Characterization of Exhaust Emissions in a SI Engine using E85 and Cooled EGR 2009-01-1952

Gasoline-ethanol blends are being used or have been considered as a fuel for spark ignition engines. The motivation for using the blends varies in indifferent parts of the world and even in regions within a country. The increasing cost of gasoline, combined with regional tax incentives, is one of the reasons for increased interests in gasoline-ethanol blends in recent years in the U.S. Many vehicular engines are not designed to use a specific gasoline-ethanol blend. Rather, the engines have multi-blend capability, ranging from E0 to about E85. It is plausible that engine-out emissions will vary depending on the blend being used which may be further impacted by the level of EGR used with the blends. The present work was carried out to investigate engine out emissions when a vehicular spark-ignition engine was operated on E0 and E85 and different levels of EGR.
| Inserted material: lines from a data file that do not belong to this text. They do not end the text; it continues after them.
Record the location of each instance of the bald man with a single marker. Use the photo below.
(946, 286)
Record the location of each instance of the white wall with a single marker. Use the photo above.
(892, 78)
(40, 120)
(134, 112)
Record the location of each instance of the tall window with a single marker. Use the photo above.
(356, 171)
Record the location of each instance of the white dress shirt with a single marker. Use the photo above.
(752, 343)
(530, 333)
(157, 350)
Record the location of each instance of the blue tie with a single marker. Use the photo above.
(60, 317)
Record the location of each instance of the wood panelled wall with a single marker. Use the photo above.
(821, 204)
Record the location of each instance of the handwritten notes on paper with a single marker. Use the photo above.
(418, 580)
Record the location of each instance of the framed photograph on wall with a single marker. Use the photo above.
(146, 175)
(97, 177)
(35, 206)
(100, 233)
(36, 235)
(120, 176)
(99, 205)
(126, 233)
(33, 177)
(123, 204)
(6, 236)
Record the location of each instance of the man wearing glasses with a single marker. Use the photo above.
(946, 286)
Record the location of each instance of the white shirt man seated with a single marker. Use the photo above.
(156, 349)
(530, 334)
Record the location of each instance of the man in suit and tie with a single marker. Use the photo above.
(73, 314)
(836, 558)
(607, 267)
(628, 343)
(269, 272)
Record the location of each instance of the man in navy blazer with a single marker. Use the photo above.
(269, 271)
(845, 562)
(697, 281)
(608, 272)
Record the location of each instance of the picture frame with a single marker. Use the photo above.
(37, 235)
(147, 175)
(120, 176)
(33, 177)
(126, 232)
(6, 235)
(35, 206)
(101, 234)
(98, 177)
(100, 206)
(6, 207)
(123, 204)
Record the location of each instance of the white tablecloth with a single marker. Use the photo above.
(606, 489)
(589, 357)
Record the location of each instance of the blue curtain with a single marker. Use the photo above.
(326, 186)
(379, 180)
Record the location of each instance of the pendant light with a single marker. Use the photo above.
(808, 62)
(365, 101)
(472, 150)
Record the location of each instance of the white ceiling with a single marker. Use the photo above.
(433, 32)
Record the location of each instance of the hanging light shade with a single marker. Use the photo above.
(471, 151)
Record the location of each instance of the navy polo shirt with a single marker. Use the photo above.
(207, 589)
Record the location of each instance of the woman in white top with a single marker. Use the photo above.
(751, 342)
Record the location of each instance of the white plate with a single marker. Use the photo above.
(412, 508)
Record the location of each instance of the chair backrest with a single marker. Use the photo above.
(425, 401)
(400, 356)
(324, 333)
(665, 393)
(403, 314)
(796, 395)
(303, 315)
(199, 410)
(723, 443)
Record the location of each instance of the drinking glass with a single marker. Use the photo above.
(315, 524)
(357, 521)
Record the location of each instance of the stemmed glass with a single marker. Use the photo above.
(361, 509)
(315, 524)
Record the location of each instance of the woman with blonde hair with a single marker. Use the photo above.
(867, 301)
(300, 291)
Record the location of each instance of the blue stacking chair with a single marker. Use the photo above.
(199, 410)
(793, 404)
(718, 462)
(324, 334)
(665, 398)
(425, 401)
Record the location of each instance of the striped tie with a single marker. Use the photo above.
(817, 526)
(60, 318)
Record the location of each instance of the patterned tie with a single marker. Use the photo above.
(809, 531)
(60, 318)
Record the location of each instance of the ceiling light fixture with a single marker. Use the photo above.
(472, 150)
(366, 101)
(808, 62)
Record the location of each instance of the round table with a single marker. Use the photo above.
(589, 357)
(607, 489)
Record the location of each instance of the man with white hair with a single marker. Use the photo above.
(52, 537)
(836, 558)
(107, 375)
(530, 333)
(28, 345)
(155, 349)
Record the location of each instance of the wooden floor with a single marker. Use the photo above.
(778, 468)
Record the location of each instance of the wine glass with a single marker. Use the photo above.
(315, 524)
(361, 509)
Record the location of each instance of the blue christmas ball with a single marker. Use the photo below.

A 4-cylinder, 2.5 liter, PFI engine was used in the experimental investigation. The engine was operated at 1500 and 2100 rpm and brake mean effective pressure of 1.5 bar or 3.5 bar. The engine was operated at stoichiometric air-to-fuel ratio at controlled operating parameters. The mixture stoichiometry was monitored by a wide-range oxygen sensor calibrated for the fuels used in the study. Exhaust samples were analyzed for different emissions species using a FT-IR analyzer. Overall, E85 blend produced slightly lower levels of NOx than E0 (pure gasoline) but the difference was more noticeable at higher load and high EGR rates. But E85 produced much higher concentrations of acetalydehydes in engine exhaust than the gasoline fuel. The difference was more pronounced at lower engine load. Addition of EGR increased aldehyde levels even further.

The coefficient of variation in indicated mean effective pressure increased with an increase in EGR rate. Not much difference in the coefficient of variation between E85 and E0 was observed at higher engine load but there was a significant difference when the engine was operating at 1500 rpm and lower load. Similar trend was observed at higher EGR rates when the engine was operating at 2100 rpm. Low speed operation, combined with high EGR rates, lowers overall temperatures in the combustion chamber which favors acetalydehyde emissions. Depending on operating conditions, it may be necessary to limit EGR rates to keep COV in imep within limits when the engine is operated on E85.